Frank Zappa once said that a composer is ‘a guy who goes around forcing his will on unsuspecting air molecules with the assistance of unsuspecting musicians.’ Olli Virtaperko’s career so far appears to bear that phrase out, and in a good way. His creative journey has been marked by its ability to surprise – not just air molecules but other human beings – and its need to collaborate with musicians from a whole range of genres and disciplines.
As with any artist, you can trace much of Virtaperko’s work back to a handful of personal experiences and principles. Did the ‘thousands of hours of Baroque and Classical music’ he heard pre-teens shape the spinning intricacies and symmetries of GACH (2005)? Probably. Did the tearaway brilliance of his teenage hero Zappa influence the digging grooves and psychedelic irreverence of his Concerto for Knifonium and Orchestra (Ambrosian Delights, 2013)? Surely. Did his membership of the popular Finnish rock band Ultra Bra prompt him to get his own Ensemble Ambrosius jamming through the borderless tracks of their album Metrix on Baroque instruments? Likely. Did his time presenting the alternative music documentary Välilevjä for YLE Radio free his mind from national, cultural and hierarchical dogmas? Absolutely.

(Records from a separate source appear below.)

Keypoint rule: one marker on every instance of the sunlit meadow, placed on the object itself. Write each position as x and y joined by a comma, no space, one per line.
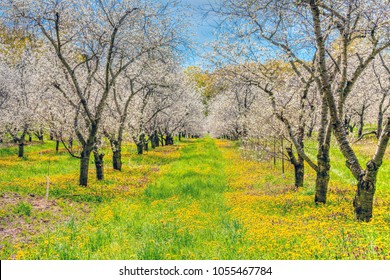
199,199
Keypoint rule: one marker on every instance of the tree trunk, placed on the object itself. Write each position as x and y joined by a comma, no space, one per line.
299,174
99,164
84,166
364,198
299,167
146,146
380,124
322,180
117,159
361,125
140,147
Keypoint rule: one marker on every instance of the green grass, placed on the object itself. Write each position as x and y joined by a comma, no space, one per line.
196,200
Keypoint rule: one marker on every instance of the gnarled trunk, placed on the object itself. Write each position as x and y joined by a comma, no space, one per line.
57,146
322,179
299,167
364,198
140,148
99,164
117,159
84,166
21,149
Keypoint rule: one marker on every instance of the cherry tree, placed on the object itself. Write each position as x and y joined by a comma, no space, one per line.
94,42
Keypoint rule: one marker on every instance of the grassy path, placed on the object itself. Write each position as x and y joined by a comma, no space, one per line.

You hear all this in Virtaperko’s music – never nostalgic or romantic, always direct, organised and engaging. There’s grandeur in his breakthrough orchestral work Kuru (2009), a glacial orchestral slab filled with fluttering detail and imbued with an arresting sense of direction. It was succeeded by the exquisite Usvapatsas (2017), a caught and sculpted drift of orchestral mist created for the Finnish Radio Symphony Orchestra that demonstrated new advances in his large-scale thinking. There’s seismic power and cut-glass exactitude in his Calvinon viisi sanaa (Five Words of Calvino, 2010) whose fast, deft counterpoint tells you all you need to know about its composer well-honed craft. The trademark Virtaperko groove so often lurks around corners in his works, abutting the cradling ostinatos of Marraskuu (November, 2005) which collapses into a funked-up, 21st-century La Valse full of curveball harmonies and outlandish solos, or on-hand to underline the irony of Music for Old Europe (2006), its sounds blossoming into gregarious colour from bleached, lost landscapes. More recently, Virtaperko has continued to play with the musical infrastructure of old Europe via a series of new works for early music instruments.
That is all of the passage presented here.